Re: [PATCH] sched: Further restrict the preemption modes
From: Sebastian Andrzej Siewior
Date: Fri Jun 05 2026 - 06:56:27 EST
On 2026-06-05 11:43:24 [+0100], Ciunas Bennett wrote:
…
> Quick refresh:
> Workload: uperf sending TCP data between two VMs (client and server), each configured with a single vhost queue (min vhost ques for testing)
> Issue: With lazy preemption as the default preemption mode where previously it was full preemption, there is a significant drop in performance for this workload
>
> Simplification of the issue
> We have two tasks:
>
> TaskA produces data
> TaskB consumes the data produced by TaskA
>
> Notification path: TaskA informs TaskB that new data is available by
> adding a new item to a workqueue. This triggers a kworker which runs
> and notifies TaskB.
>
> Issue
> TaskA is configured to use schedule_work(). Internally, schedule_work() uses system_percpu_wq, which is configured as:
> <WQ_PERCPU = 1 << 8, /* bound to a specific cpu */>
>
> This means the workqueue item will be woken up and executed on the same CPU that queued the work.
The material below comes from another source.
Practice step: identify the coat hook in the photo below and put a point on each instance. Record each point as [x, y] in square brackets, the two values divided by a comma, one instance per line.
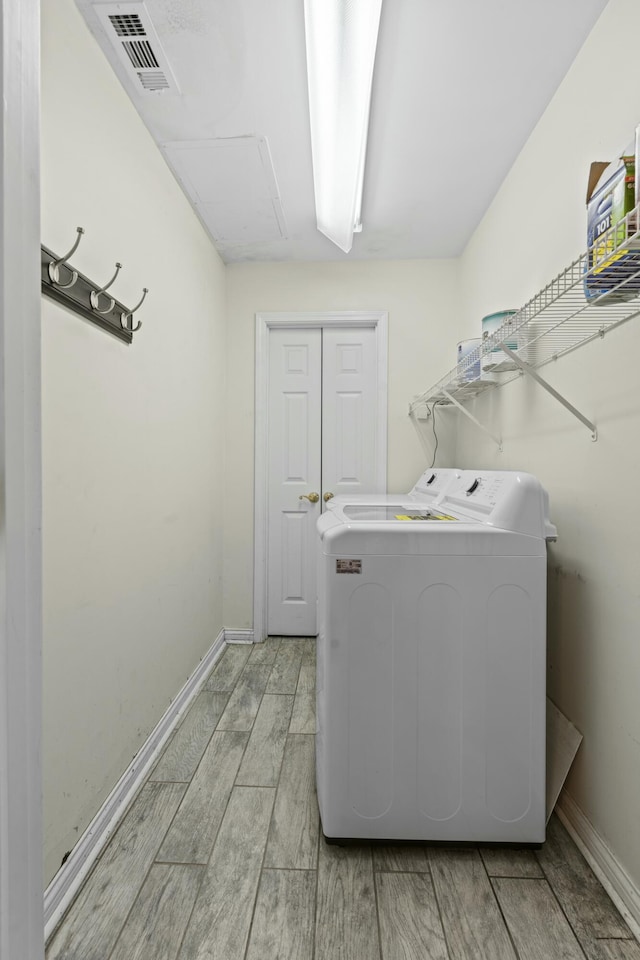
[54, 266]
[95, 294]
[126, 317]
> If the task that queues the work (TaskA) is a long-running task with
> limited opportunities to call schedule(), then the kworker may be
> delayed significantly before it gets CPU time.
There is some work done by Marco to rework the API to explicitly state
if a per-CPU workqueue is mandatory _or_ if an CPU unbound workqueue can
be used instead. (Rather than having schedule_work() not knowing the
implications).
> In our scenario:
>
> TaskA continuously produces data
> There is no dependency requiring TaskA to yield due to TaskB
> As a result, TaskA can occupy the CPU for an entire tick before being preempted by the kworker
>
> Observed behavior
> This is exactly what we observe in practice:
>
> TaskB corresponds to the VM consuming data generated by our vhost task
> When running uperf, this behavior leads to a significant drop in throughput (Gb/s)
> The VM is unable to consume data in a timely manner
> When it is finally notified of new data, the delayed signaling introduces jitter
> This causes TCP issues, including retransmissions and out-of-order packets
>
> Results:
> |--------------+-----+------------------+------------------------|
> | preempt mode | Gbs | workqueue pool | kworker latency avg ms |
> |--------------+-----+------------------+------------------------|
> | full | ~50 | system_percpu_wq | 0.002 |
> | lazy | ~13 | system_percpu_wq | 0.721 |
> | lazy | ~50 | system_dfl_wq | 0.005 |
> |--------------+-----+------------------+------------------------|
>
> So I did some more testing and if I use a different workqueue pool the system_dfl_wq the TP was good again, as you can see in the results table.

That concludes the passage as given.